First-in-Human Study of the CD123 NK Cell Engager SAR443579 in Relapsed or Refractory Acute Myeloid Leukemia, B-Cell Acute Lymphoblastic Leukemia or High Risk-Myelodysplasia: Updated Safety, Efficacy, Pharmacokinetics and Pharmacodynamics

Introduction: SAR443579 (SAR’579) is a trifunctional anti-CD123 NKp46xCD16 natural killer cell engager, facilitating the formation of a cytolytic synapse between natural killer (NK)-cells and CD123-positive tumor cells leading to NK-cell activation and tumor cell killing. Herein, we report data of SAR’579 from TCD17197, an on-going phase 1/2 trial in patients (pts) with relapsed or refractory acute myeloid leukemia (R/R AML), B-cell acute lymphoblastic leukemia or high risk-myelodysplasia (HR-MDS) (NCT05086315).
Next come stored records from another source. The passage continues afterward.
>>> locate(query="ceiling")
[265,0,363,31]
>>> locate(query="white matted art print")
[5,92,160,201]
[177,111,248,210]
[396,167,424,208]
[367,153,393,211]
Methods: TCD17197 is a first-in human, open-label, multicenter study designed to characterize the overall safety and tolerability profile of SAR’579 and to assess preliminary anti-leukemic activity per International Working Group criteria. SAR’579 was administered intravenously for three 28-day induction cycles, either twice weekly or once weekly (QW), depending on the dose level (DL) for the first 2 weeks and then weekly for the remainder of the induction cycles. Pts achieving a complete remission (CR) or incomplete hematologic recovery (CRi) transitioned to maintenance with dosing approximately once every four weeks. Bone marrow and peripheral blood samples were taken at various time points to assess treatment response, pharmacokinetics, and pharmacodynamics.
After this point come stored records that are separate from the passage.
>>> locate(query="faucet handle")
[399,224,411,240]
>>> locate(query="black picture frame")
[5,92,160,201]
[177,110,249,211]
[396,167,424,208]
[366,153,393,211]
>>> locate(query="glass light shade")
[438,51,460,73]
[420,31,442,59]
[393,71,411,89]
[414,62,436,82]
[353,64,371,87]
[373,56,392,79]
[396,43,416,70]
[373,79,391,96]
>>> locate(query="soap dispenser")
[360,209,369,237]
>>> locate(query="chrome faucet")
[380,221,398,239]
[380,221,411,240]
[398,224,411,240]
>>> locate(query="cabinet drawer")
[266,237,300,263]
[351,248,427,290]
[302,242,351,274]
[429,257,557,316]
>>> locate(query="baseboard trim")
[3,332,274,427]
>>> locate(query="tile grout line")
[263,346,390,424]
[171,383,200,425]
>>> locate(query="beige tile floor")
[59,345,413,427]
Results: As of July 05, 2023, 43 pts (42 R/R AML and 1 HR-MDS) across 8 DLs at 10 – 6000 µg/kg/dose (3 in DL1, 4 each in DL2 – DL5 and 8 each in DL6 – DL7 and DL1mg) were included. The median age was 68 years (21 – 81). Pts had received a median of 2.0 (1.0 –10.0) prior lines of treatment with 13 pts (30.2%) reporting prior hematopoietic stem cell transplantation and 36 pts (83.7%) with prior exposure to venetoclax. Median white blood cell count at screening was 2.8 × 10⁹/L (0.2 – 12.2 × 10⁹/L). Median bone marrow blast burden at study entry was 50% (2.8 – 90.0) and 7 (16.28%) pts had extramedullary disease. Pts received a median of 2 cycles (1 – 9) with a median treatment duration of 7.9 weeks (1 – 49). No dose limiting toxicities (DLTs) were observed up to the highest dose of 6000 µg/kg QW. TEAEs were reported in 42 pts (97.7%) with grade ≥3 adverse events (AEs) in 28 pts (65.1%). No TEAE lead to the permanent discontinuation of SAR’579. The most common treatment-emergent adverse events (TEAEs) were infusion-related reactions (n = 29 [67.4%]) and constipation (n = 11 [25.6%]) all being ≤ grade 2 events. Treatment-related AEs occurred in 32 pts (74.4%), with one (2.3%) grade 4 neutropenia. There were 2 cases of grade 1 cytokine release syndrome at DL4 and DL5, and no case of immune effector cell-associated neurotoxicity syndrome. The composite complete remission rate (CR+CRi) was 12.0% (5/42 R/R AML). In DLs with a highest dose of 1000 µg/kg QW, (DL3, DL4, DL1mg) 5/15 (33.3%) pts achieved a CR (4 CR/1 CRi) as of the cut-off date. Complete remissions were observed upon completion of 1 (CR & CRi), 2, 3 and 4 cycles of treatment, and the median duration of CR/CRi is not estimable. Data from updated PK/PD and in vitro mechanistic analyses studying dose-response relations will be presented.

Conclusions: SAR’579 was well tolerated up to doses of 6000 µg/kg QW with observed clinical benefit in pts with R/R AML. The results are consistent with the predicted favorable safety profile.